If a credit card or bank account takeover happened, it could be detected pretty quickly, said Cullina, who noted that by law banks have to reimburse victims for any losses.
“What we’re seeing now is really taking that identity information and creating all sorts of financial havoc,” Cullina said. That havoc includes tax fraud which, he said, has seen a 400 percent increase from 2014 to 2015.
Tax fraud occurs when a criminal creates false or even legitimate jobs using a stolen identity. They will then attempt to file taxes before the victim or will hack into a legitimate filing online and try to get the tax return before the victim does.
Cullina said approximately 20 percent of tax fraud victims have experienced other types of financial fraud.

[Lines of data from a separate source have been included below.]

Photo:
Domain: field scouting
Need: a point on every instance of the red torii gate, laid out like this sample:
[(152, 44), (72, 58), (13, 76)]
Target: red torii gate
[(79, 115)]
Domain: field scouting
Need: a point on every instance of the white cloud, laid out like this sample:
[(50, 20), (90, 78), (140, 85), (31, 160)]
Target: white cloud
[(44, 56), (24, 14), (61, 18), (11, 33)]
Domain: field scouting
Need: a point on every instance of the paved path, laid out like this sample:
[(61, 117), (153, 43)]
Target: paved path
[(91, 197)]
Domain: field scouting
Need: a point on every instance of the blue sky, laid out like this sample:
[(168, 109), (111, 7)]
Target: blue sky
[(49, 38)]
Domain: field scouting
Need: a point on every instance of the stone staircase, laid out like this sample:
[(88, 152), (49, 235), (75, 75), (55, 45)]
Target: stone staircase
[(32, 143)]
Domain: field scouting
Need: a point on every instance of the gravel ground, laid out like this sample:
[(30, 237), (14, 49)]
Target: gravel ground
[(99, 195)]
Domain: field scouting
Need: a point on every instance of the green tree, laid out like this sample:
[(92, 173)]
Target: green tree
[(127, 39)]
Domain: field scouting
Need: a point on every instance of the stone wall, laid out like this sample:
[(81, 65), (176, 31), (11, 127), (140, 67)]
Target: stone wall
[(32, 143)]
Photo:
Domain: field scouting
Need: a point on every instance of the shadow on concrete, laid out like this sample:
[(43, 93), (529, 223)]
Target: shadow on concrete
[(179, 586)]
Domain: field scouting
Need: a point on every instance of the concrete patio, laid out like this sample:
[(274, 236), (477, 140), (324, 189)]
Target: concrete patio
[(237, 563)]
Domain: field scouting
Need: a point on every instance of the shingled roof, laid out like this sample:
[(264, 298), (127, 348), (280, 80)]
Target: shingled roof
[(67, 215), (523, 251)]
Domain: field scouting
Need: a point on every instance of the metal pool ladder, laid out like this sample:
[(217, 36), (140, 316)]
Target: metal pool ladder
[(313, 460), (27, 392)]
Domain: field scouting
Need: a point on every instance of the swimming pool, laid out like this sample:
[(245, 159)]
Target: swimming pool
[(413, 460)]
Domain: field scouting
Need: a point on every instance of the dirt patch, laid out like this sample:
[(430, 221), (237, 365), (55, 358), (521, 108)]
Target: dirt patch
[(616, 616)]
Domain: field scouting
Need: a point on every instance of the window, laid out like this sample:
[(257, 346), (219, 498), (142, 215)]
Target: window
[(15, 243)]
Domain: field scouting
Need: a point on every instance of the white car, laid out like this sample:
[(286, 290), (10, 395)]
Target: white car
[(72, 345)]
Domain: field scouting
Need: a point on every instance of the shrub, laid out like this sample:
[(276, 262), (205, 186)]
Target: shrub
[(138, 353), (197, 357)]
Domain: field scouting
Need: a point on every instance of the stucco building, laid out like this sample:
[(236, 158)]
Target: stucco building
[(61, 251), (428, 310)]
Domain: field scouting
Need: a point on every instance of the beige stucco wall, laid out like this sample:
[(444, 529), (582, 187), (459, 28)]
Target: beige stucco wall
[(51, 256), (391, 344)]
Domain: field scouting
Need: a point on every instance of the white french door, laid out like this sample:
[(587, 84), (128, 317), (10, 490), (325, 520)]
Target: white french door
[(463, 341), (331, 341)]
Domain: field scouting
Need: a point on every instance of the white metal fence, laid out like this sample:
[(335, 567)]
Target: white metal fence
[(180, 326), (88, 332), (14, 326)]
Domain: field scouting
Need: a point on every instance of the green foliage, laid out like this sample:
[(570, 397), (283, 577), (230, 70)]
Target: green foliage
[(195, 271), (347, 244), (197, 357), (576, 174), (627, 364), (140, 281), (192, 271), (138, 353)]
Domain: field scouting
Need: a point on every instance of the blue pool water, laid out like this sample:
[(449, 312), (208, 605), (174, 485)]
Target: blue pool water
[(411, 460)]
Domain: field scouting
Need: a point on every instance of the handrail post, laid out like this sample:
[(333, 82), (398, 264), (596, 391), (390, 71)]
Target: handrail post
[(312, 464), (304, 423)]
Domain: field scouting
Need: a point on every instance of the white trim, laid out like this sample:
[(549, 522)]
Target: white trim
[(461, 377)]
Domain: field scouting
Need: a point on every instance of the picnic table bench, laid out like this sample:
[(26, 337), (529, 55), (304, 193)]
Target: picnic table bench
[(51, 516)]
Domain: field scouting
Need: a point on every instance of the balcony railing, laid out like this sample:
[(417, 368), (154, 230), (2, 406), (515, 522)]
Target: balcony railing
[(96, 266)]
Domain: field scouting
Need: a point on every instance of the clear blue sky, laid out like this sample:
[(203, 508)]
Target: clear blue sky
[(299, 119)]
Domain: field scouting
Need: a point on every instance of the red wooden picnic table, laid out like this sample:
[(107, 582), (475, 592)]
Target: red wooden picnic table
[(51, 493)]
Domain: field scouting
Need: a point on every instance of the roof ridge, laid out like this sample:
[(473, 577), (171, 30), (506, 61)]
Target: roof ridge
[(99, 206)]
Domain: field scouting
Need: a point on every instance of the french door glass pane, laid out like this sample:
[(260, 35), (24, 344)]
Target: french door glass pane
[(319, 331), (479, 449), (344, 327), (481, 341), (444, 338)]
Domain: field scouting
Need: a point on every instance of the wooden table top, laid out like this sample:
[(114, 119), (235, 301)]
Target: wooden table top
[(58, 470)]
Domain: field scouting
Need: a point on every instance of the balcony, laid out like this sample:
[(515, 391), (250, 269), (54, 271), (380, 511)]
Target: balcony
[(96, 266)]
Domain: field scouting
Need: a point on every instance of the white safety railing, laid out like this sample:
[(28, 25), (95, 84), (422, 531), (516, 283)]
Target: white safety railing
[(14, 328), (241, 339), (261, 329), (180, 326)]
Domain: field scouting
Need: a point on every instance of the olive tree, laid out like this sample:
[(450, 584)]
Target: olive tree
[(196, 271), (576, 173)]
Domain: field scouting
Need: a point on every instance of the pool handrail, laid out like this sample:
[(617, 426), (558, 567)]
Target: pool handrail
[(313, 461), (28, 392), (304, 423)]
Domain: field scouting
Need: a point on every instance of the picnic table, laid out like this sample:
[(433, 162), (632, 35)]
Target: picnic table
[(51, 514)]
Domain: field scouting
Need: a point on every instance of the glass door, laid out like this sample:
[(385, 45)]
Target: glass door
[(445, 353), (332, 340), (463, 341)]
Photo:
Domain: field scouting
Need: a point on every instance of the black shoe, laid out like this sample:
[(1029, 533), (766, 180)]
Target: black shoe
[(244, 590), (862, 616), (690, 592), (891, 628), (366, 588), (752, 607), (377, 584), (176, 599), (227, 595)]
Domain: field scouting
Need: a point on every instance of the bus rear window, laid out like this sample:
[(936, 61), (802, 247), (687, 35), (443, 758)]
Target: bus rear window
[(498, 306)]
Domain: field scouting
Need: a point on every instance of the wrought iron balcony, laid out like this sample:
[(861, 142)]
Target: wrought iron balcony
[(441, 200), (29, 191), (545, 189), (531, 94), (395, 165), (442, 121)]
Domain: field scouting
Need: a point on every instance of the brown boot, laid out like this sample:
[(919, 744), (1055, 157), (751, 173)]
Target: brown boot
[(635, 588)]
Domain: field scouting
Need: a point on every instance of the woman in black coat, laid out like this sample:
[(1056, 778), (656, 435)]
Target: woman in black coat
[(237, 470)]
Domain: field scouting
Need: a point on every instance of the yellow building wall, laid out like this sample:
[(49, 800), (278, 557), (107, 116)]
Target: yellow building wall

“As the banks get more sophisticated, they’re asking questions whenever you spend money in weird ways.” Cullina said. “They’re trying to stop it from happening. Basically, criminals are looking for other paths of least resistance.”
The businesses impacted the most by identity theft and data breach attacks has also evolved, he said.
Healthcare is a targeted business sector, according to Cullina, because of the vast amount of personal data available.
“You have all the bits of information in your health files. You have how you make payments, so it has your credit card information. It has your employee information because often it’s tied to your employer benefits. It has your kids’ information. Everything about your family, let alone your health information,” Cullina said. “Basically criminals are finding that to be the most robust type of data. That’s worth more on the black market than just credit card data.”
Small to midsize companies are being targeted more and more, he said. Sometimes this is a way for the hackers to infiltrate a larger company.
“What it comes down to is they [criminals] cascade from the large companies down to more vulnerable companies that haven’t invested as much in data security. They have an online storefront, or some sort of access in,” Cullina said.
Ransomware attacks where hackers lock online systems are becoming more frequent too.
Cullina said as hackers continue to attack businesses, educating employees is key to protecting sensitive data.
“What we look at is getting every employee…to know that this data is just like money. You have to protect it like you would money in a bank account. Everybody has to be involved. It’s not just your own employees. It’s all the people, businesses, whomever you do business with, your customers, your partners, etc.,” said Cullina. “What we’re finding is the more and more we can educate from the bottom up and top down in an organization, that awareness goes a long way to protecting against data loss.”